Bob Woodward’s Maestro, a history of Alan Greenspan’s regime at the Fed through the turbulent 90’s, was written 10 full years ago, yet reading it today, it is startlingly familiar territory. All the issues, arguments, and solutions which we think are new to the financial market since the collapse were actually rehearsed – over and over again – during various Financial crises while Greenspan was the Fed’s Chair. It’s all there – bailouts, “too big to fail”, threats to the vulnerable global economy, taxpayer rescues – everything except any mention of derivatives.
From the morning in August 1987 when Greenspan chaired his first FOMC meeting (the Fed board’s actual name is, significantly, the Federal Open Market Committee) he seemed to be dealing with one crisis after another. When he took over the economy was in the dumper brought about by the first Bush; when he was finally replaced by Ben Bernanke 3 years ago, he left having watched over the second Bush while he flushed the vibrant Clinton economy down the toilet, an economy that Greenspan – according to himself as reported by Woodward, at least – did a great deal to help create. And in each of those instances – from the savings & loan crisis to the currency crises of Mexico, Asia, and Russia to the LTCM crisis – there was a single cause: exceedingly dangerous financial speculation, not by fly-by-night hucksters and shady traders but by the biggest financial instutions in the world.
Well, the system had to implode – again – but all of a sudden even the bankers are paying attention. They get it.
It was an old-fashioned bank run that forced Bear Stearns to turn to the government for salvation on Friday. The difference is that Bear Stearns is not a commercial bank, and is therefore not eligible for the protections those banks received 75 years ago when Franklin D. Roosevelt halted bank runs with government guarantees.
Bear was, instead, emblematic of a financial system that grew up over the last two decades, one that largely marginalized traditional banking and that enabled lenders to evade much of the regulatory framework that had also begun during the Roosevelt administration.

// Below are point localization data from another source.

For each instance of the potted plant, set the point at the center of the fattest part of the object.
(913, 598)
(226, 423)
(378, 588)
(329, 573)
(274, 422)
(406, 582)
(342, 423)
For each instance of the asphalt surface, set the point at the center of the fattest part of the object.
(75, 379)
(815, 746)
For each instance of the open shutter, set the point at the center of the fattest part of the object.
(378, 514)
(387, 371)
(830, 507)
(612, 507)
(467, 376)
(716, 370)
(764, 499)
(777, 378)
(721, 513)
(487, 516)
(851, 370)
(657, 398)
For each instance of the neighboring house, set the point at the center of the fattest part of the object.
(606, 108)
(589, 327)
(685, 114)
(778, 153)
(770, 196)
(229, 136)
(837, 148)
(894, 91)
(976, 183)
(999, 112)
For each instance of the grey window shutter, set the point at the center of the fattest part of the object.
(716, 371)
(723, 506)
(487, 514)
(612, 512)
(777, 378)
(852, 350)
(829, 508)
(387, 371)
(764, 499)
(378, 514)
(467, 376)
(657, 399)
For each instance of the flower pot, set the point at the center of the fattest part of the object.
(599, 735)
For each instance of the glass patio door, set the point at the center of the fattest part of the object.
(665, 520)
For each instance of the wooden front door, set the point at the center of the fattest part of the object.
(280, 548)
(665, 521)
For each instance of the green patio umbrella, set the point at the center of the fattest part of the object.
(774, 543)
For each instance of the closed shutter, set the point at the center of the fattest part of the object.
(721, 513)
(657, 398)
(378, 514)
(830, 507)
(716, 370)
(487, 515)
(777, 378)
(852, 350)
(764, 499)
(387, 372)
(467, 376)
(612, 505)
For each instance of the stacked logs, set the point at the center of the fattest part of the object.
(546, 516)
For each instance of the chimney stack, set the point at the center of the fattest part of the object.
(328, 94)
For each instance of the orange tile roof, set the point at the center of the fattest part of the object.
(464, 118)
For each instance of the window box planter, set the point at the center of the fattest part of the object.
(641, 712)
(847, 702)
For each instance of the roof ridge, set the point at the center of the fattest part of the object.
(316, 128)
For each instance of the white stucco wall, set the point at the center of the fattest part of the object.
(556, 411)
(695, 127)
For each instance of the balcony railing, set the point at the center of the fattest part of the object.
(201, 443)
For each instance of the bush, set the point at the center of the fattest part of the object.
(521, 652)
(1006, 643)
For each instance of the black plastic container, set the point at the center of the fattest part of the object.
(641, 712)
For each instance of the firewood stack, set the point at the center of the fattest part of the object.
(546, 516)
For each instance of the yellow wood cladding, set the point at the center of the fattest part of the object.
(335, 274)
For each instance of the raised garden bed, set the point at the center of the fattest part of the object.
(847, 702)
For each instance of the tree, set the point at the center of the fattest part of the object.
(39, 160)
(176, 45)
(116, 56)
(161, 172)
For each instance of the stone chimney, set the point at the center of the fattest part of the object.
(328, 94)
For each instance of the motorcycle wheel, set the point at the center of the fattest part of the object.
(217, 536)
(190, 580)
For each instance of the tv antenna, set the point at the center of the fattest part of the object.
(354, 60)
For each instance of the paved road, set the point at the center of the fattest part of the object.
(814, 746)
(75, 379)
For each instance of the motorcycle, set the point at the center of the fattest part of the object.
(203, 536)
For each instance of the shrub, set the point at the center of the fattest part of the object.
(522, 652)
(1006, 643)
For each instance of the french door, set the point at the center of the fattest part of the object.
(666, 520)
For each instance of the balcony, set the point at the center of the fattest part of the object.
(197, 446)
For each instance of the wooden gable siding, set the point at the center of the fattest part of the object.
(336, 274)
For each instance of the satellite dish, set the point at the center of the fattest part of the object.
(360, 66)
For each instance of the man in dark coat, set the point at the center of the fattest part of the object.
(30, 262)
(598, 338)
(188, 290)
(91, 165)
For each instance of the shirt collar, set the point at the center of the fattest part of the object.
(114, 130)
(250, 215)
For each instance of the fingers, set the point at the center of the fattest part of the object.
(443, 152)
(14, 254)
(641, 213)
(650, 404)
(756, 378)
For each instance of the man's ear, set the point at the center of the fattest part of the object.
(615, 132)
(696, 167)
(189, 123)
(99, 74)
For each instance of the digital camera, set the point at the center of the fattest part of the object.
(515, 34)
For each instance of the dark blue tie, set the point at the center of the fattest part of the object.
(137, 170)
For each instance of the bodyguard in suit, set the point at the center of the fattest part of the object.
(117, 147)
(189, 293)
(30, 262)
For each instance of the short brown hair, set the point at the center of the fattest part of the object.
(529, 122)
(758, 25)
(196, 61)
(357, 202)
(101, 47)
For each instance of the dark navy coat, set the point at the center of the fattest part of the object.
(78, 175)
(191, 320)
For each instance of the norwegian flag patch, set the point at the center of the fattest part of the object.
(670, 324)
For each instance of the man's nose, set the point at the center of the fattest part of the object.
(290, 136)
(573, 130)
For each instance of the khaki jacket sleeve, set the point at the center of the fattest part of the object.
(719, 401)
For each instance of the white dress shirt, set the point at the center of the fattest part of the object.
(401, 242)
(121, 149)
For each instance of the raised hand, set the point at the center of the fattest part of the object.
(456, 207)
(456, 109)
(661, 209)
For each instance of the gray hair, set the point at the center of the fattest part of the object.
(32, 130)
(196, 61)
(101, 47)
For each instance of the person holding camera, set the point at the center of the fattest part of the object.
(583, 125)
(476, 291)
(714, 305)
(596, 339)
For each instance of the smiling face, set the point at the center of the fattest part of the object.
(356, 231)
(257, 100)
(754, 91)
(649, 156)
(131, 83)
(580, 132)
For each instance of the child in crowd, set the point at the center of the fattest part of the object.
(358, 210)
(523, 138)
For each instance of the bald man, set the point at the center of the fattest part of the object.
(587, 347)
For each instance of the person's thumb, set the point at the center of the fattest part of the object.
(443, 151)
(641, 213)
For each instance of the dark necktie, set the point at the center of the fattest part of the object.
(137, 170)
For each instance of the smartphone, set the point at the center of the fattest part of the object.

The new system enabled loans to be made by almost any financial institution with the money coming from the sale of increasingly complicated securities backed by the loans.
Regulators believed that the new system spread out the risk. Alan Greenspan, a former chairman of the Federal Reserve, said the system had transferred risk from banks — which he called “highly leveraged institutions” — to “stable American and international institutions.”
It turned out he was wrong. Much of the risk had remained with commercial banks, but packaged in such a way that they were required to put aside fewer reserves to protect against losses. Much of the rest of the risk ended up with financial institutions that relied on their ability to borrow at low rates whenever they needed it.
“A sizable fraction of long-term assets — assets with exposure to different forms of credit risk—ended up in vehicles financed with very short-term liabilities,” Timothy F. Geithner, the president of the Federal Reserve Bank of New York, said last week in a speech. “As is often the case during periods of rapid change, more significant concentrations of risk were present than was apparent at the time.”
Speak for yourself, Forked-Tongue Tim. It was apparent to me when I was arguing against it in the 80’s. You didn’t see it because you didn’t want to see it. It was perfectly obvious to everyone else.
Greed makes you go blind, Tim. Didn’t your Ma ever tell you that? Or were you stealing change from her purse at the time and not listening?